Майя уже не в первый раз приезжала в этот детский дом на летнюю практику. Здесь её тоже любили – и работники, и воспитанники. Многие дети, как говорится, росли на её глазах.
Щурясь, Майя смотрела на жаркое июньское солнце сквозь длинные густые ресницы и словно в калейдоскопе, как в детстве, создавала причудливые цветные узоры.
Наигравшись, улыбнулась сама себе. Солнце томило, она закрыла глаза, прижалась спиной к тёплой земле и вдруг почувствовала неведомое ей ранее чувство ответственности за планету на которой жила – огромную и прекрасную. И никто иной, а именно она, Майя Беркович, и есть граница между этой планетой и бездонной пустотой. И она, как рулевой, должна провести эту громаду с её морями и горами, странами и миллионами людей в бесконечном пространстве среди других бесчисленных планет и звёзд…

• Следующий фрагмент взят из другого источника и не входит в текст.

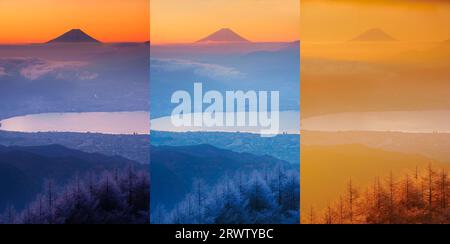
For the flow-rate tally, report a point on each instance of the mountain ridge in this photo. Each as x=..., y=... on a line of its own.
x=74, y=36
x=224, y=35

Скорость нарастала. Девушка закрыла лицо руками, чтобы не задохнуться от встречного потока ледяного безвкусного воздуха. Внезапно синева неба превратилось в чёрную вязкую массу. Словно гнилое болото она затягивало Майю, медленно поглощала   её. Майя сопротивлялась, но тщетно. Собрав последние силы, она рванулась к исчезающему солнечному лучу и… вышла из оцепенения. Резко приподнявшись, присела, дрожа, накинула на плечи пиджак, прижалась к коленям.
Небо было по-прежнему голубым и безоблачным, лужайку оберегал набравший сочной зелени лес, в глубине которого состязались в пении неугомонные пичуги. Но что-то тревожно сдавило сердце... 

Ей вспомнился приезд к ним её дяди - брата отца. Это было весной 1939 года. Дядя был военным, служил в Москве. Он пробыл у них всего несколько часов проездом домой. Откуда - Майя поняла, когда отец проводил брата на вокзал и передал ей от него пилотку с кисточкой: «испанку» – головной убор бойцов испанского Народного фронта против фашистской диктатуры Франко. Потом отец рассказал что-то маме - то, что не положено было знать дочери. В семье наступило гнетущее напряжение: родители стали немного-словными, вели себя так, будто в чём-то виноваты перед Майей, опускали глаза при разговорах с ней, при этом стали более внимательными друг к другу и дочке. Майя вспом-нила, что так же было и после последнего приезда отца из Германии - уже фашистской Германии...
   
И ещё - совсем недавно, перед экзаменами, её и несколько студентов вызвали в
деканат. Двое мужчин в штатском, явно с военной выправкой, побеседовали с каждым из них на немецком языке и, поблагодарив, попросили не распространяться об этой встрече.

- Война… Неужели будет война? Но в газетах ссылаются на договор о ненападении между Германией и Советским Союзом. Да и вообще, кто может только подумать напасть на нашу страну?! Самую могучую и непобедимую! Во главе с великим
Сталиным! С нашими пограничниками, лётчиками, танкистами и моряками! С нашими
Чкаловым и Водопьяновым, нашими стахановцами и папанинцами!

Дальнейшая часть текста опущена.